İki yıl öncesine döndüm...


Kişiye değil devlete güven


Tarih 4 Ağustos 2019... CHP’nin ‘Ekonomi Masası’nda da görev alan İstanbul Milletvekili İlhan Kesici, SÖZCÜ’ye verdiği röportajda şu çarpıcı cümleyi kurmuştu: “... Şimdi bunun aritmetik, matematik çözümden evvel yapılması gereken şey şu: Güven. Bütün bunlar güvensizlik dolayısıyla bu hale geldi. Bize lazım olan sürdürülebilir güvendir. Nasıl eskiden kalkınma lafının önüne ‘sürdürebilir’ diye bir kelime koyduk. Ben de şimdi güvenin önünde sürdürülebilirlik gelmesini doğru buluyorum. Fakat bu zannedildiği kadar kolay olan bir şey değil. Güvensizlik şöyle bir durum: Eski mahallelerimize gidelim. 30 yıl boyunca attığın her adıma dikkat edersin, belli bir saygınlık kazanırsın ancak bir gün yanlış bir şey yapar ve otuz yılda biriktirdiklerin biter. Türk ekonomisi de aynı şekilde yıllarca biriktirdiği ne kadar iyi şey varsa bir defa güven kaybına maruz kaldı.”

SADECE DEVLETE GÜVEN OLUR

O gün İlhan Kesici’ye “İktidar sahipleri ‘Bize güvenin’ diyor. Ne dersiniz” demiştim: “Şimdi yönetim katlarında, ‘Sayın Cumhurbaşkanımız var ve kendisi çok saygı değer bir cumhurbaşkanıdır, güven problemi yoktur. Bakanlarımıza güven problemimiz yoktur. Türkiye büyük ülkedir, stratejik önemi çok yüksektir’ deniliyor. Bunlar meseleyi çözmüyor. Bu saatten sonra Türkiye’yle ilgili güven kişilere bağlı olmaz. Sadece devlete güven olur. Devlete güven demek de şu: Kurallar, kurumlar, hukuki alt yapı. Parayı verecek olanlar baktığı zaman, (Türkiye’de bu kurumlar var mı, ben bu kurumlara güvenerek para verebilir miyim? Türkiye’de kurallar var mı?) der. Demokrasi sürprizi en az olan rejimin adıdır. Dünya sürprizi sevmez!”
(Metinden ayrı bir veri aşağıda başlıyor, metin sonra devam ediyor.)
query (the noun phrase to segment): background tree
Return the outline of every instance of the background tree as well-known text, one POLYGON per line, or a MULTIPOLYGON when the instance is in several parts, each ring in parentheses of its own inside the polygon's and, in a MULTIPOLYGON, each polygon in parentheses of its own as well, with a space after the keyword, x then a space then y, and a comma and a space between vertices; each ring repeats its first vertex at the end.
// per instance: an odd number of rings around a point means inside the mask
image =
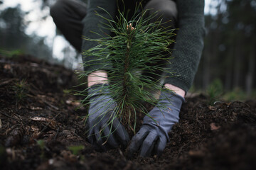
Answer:
POLYGON ((195 86, 206 89, 220 79, 226 91, 252 94, 255 88, 256 1, 213 0, 216 13, 206 15, 205 48, 195 86))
SONUÇ: Bütün bunlar yaşanırken aklıma 29 Ağustos 2016’da kaybettiğimiz usta edebiyatçı Vedat Türkali geldi.  Türkali, romanlarında “Güven” sorununu net bir şekilde irdeleyen isimlerdendi. Başucu kitaplarımdan “Bir Gün Tek Başına” da 27 Mayıs’a doğru giden Türkiye’de, solun yaşadığı çelişkileri, güven bunalımını, film tadında anlatmıştı. Orta yaşında genç bir devrimci kıza aşık
olan Kenan’ın ‘polis’ olabileceği şüphesi, bunun Kenan tarafından öğrenilmesi ve intihara giden süreç! Güven önemli!